Barry Kearney | Contributing Writer
In the wake of FIFA’s decision to publish a “legally appropriate” version of a report carried out on allegations into corrupt World Cup bidding, the world is watching football’s governing body very closely. Issues concerning bidding corruption seem to be dominating the debate over whether Russia and Qatar deserve the right to hold the 2018 and 2022 World Cups respectively. This media coverage could be perceived as deeply damaging for both of the nations mentioned. However, it could also be argued that this discussion merely masks the more significant debate we should be having – are Russia and Qatar doing enough to protect human rights in their own states today? Will they protect the Human Rights of the LGBT community? If a World Cup is to be held in either Russia or Qatar, will FIFA retain their “zero tolerance policy towards acts of racism and discrimination” in practice, or will it remain only in rhetoric?
Qatar has a very clear policy on homosexual sex. It’s banned. A crime, that comes with a punishment of up to three years in jail. This attitude towards homosexual sex is something which is shared between Qatar and its neighbouring countries. Kuwait have already begun planning their “detection” of homosexuals. Housuf Mindkar, the Kuwaiti public health minister, has ensured the public that “stricter measures will help us detect gays, who will then be barred from entering Kuwait or any of the GCC member states”, which includes Qatar. We don’t yet know how these tasks of “detection” will be carried out, however we must hope that FIFA or any other authority will not stand by while any individual’s privacy is intruded upon.

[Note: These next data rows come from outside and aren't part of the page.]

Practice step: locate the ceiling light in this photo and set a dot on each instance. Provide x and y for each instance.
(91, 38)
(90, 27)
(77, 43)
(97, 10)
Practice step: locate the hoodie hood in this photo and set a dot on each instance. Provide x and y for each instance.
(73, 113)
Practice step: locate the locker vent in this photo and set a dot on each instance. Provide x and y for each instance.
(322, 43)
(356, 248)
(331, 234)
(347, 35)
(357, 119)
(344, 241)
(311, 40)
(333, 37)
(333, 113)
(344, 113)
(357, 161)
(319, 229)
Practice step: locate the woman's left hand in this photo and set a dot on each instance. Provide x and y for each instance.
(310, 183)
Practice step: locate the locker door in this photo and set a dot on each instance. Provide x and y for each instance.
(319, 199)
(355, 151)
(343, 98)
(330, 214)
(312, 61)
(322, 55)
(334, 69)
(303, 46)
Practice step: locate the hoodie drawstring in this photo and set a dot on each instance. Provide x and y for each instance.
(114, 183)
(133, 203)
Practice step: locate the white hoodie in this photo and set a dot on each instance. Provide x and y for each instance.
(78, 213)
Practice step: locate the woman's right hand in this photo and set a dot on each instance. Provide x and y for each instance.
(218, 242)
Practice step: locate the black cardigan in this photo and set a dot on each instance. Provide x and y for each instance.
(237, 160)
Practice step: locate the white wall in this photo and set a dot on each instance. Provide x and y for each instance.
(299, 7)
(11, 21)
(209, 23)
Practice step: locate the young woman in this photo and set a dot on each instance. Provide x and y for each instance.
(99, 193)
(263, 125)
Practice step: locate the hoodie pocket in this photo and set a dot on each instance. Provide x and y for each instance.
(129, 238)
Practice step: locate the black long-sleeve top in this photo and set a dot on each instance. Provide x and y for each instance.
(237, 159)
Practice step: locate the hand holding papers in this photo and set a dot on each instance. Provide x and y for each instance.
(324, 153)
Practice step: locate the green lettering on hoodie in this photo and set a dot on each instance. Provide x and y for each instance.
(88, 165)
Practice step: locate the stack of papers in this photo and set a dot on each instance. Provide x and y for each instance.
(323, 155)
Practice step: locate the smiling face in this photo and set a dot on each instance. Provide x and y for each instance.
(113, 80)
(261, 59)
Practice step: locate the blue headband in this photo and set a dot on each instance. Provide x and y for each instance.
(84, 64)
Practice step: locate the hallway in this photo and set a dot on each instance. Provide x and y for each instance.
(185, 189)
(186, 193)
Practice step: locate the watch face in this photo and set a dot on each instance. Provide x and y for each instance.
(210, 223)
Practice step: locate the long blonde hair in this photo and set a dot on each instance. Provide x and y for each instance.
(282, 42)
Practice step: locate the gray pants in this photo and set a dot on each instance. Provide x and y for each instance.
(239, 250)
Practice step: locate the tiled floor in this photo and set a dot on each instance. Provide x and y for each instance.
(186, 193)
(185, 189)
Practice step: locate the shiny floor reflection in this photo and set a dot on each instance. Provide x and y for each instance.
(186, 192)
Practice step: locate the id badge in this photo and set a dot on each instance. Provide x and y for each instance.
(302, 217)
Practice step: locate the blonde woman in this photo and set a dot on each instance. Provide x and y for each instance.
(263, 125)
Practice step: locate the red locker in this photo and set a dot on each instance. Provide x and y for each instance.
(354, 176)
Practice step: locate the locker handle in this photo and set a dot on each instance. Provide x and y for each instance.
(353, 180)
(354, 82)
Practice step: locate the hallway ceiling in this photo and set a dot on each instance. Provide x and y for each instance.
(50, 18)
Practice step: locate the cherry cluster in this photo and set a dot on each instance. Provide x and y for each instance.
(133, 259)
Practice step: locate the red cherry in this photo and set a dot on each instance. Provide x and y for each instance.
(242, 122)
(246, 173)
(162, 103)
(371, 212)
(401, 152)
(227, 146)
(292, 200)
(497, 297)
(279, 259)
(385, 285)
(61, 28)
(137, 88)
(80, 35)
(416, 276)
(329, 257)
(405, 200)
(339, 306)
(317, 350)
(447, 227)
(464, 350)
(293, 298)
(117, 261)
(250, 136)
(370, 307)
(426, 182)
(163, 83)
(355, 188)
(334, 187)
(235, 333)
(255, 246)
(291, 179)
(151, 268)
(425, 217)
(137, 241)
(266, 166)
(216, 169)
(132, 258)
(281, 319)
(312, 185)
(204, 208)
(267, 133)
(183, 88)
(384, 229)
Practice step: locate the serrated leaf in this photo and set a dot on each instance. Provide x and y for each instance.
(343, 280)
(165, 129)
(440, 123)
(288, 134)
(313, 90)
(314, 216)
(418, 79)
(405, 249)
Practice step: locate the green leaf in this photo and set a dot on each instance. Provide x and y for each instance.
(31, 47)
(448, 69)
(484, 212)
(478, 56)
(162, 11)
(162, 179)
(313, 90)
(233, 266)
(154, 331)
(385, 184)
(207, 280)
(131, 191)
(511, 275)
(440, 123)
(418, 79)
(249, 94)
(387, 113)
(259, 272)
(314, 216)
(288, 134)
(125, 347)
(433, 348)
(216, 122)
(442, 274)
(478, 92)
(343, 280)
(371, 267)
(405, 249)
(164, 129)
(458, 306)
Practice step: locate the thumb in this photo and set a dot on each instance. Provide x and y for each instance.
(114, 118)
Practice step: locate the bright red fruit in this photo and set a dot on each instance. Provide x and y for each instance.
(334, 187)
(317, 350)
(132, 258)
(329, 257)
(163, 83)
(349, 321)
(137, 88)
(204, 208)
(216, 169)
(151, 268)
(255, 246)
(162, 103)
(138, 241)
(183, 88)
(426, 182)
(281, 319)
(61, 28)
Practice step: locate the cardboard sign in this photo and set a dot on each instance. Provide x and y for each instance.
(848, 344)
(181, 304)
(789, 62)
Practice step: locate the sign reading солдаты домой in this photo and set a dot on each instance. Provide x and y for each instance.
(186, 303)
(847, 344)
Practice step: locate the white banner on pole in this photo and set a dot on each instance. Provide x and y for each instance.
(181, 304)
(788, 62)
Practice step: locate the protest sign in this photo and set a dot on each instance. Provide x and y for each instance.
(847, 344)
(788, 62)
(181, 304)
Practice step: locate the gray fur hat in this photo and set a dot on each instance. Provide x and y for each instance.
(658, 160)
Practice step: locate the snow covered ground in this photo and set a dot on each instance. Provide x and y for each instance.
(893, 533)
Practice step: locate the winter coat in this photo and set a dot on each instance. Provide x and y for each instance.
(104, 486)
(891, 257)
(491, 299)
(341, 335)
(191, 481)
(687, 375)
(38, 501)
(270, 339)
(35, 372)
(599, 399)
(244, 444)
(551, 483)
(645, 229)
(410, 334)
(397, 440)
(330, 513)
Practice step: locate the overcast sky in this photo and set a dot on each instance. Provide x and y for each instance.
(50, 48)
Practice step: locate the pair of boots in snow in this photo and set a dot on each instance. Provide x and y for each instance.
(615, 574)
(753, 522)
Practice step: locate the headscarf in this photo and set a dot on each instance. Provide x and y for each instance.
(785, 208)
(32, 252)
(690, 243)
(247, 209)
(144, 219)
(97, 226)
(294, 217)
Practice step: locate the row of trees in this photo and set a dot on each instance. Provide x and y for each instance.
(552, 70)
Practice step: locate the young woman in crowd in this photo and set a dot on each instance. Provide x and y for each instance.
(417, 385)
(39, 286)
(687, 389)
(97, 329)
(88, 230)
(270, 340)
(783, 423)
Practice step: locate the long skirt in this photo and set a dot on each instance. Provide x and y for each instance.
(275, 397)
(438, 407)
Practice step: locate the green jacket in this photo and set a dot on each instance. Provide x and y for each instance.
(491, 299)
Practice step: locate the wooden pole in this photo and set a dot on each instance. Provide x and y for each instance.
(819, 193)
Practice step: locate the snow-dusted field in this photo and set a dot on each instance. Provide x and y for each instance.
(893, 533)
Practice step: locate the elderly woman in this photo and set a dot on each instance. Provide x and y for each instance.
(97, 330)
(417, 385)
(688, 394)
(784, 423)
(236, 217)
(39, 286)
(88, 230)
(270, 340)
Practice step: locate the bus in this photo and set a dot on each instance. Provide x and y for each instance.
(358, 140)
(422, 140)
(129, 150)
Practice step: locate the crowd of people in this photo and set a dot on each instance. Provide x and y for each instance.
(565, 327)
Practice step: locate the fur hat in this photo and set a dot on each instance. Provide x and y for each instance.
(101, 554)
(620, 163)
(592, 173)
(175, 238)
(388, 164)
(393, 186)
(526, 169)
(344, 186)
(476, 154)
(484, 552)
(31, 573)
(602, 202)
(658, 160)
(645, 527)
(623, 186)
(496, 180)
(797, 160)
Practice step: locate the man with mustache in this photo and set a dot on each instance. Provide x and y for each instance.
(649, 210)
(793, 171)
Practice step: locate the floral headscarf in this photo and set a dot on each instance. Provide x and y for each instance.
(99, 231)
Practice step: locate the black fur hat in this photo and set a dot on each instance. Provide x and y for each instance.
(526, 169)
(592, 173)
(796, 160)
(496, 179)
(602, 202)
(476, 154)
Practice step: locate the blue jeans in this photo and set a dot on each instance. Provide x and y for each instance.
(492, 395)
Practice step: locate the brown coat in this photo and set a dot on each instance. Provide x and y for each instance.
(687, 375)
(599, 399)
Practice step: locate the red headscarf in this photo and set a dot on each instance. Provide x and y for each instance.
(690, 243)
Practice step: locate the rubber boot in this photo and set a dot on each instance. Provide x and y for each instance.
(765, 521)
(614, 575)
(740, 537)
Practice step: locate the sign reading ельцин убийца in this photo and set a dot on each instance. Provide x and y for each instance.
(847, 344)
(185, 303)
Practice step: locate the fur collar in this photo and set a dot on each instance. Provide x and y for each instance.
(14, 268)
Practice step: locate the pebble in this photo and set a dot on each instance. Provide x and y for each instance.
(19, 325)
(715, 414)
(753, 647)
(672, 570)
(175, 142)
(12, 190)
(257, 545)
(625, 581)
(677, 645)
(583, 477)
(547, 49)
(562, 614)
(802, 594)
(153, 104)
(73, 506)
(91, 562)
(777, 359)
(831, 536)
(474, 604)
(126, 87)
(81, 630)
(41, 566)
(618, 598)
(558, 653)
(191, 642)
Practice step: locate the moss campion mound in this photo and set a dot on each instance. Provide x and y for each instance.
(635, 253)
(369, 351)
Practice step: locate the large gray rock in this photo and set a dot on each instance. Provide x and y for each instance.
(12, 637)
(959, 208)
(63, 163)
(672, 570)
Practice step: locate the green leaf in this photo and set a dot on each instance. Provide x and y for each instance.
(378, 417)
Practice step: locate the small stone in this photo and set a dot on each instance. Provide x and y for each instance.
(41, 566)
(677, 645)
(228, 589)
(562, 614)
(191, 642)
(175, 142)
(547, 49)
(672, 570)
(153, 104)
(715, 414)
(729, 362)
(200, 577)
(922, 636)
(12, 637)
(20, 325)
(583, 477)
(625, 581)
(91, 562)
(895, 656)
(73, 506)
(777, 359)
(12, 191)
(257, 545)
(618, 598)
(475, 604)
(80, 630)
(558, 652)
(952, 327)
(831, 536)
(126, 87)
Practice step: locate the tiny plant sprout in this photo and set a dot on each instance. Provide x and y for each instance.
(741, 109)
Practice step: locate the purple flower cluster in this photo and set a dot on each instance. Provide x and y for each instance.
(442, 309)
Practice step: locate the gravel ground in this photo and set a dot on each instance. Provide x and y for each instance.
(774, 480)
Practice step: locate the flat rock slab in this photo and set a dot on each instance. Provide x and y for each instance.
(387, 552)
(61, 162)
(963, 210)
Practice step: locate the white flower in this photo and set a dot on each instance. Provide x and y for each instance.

It certainly came as a relief to many when Qatar’s minister for sport told the press that he had no intention to imprison those visitors who were from the LGBT community. However, the Minister will have to forgive those who are not quite content with the statement he gave to follow up that message. Minister Al- Ali went on to tell the media that Qatar’s policy on homosexuality was “exactly like the alcohol question… We can be creative”. Well, it would perhaps be reasonable to suggest that many people don’t want states to have a “creative” attitude towards Human Rights. The Universal Declaration of Human Rights is a document that recognises the “inherent dignity…equal and inalienable rights of all members of the human family”, these are basic concepts that can do without the personal interpretation of a Middle Eastern absolute monarchy.
In 2013, Vladimir Putin signed into law a bill banning the “propaganda of non-traditional sexual relations to minors”, a law that clearly creates a public distinction between “traditional sex” and “non-traditional” sex. This new law comes at a time when the Human Rights Watch (HRW) has received a significant increase of alleged incidents of violence aimed at those in the LGBT community. The HRW has claimed that the Russian authorities have failed to prevent and prosecute those committing the violent attacks. Tanya Cooper, HRW researcher, is certain “that the authorities deliberately ignore that these attacks are hate crimes and fail to protect the victims”.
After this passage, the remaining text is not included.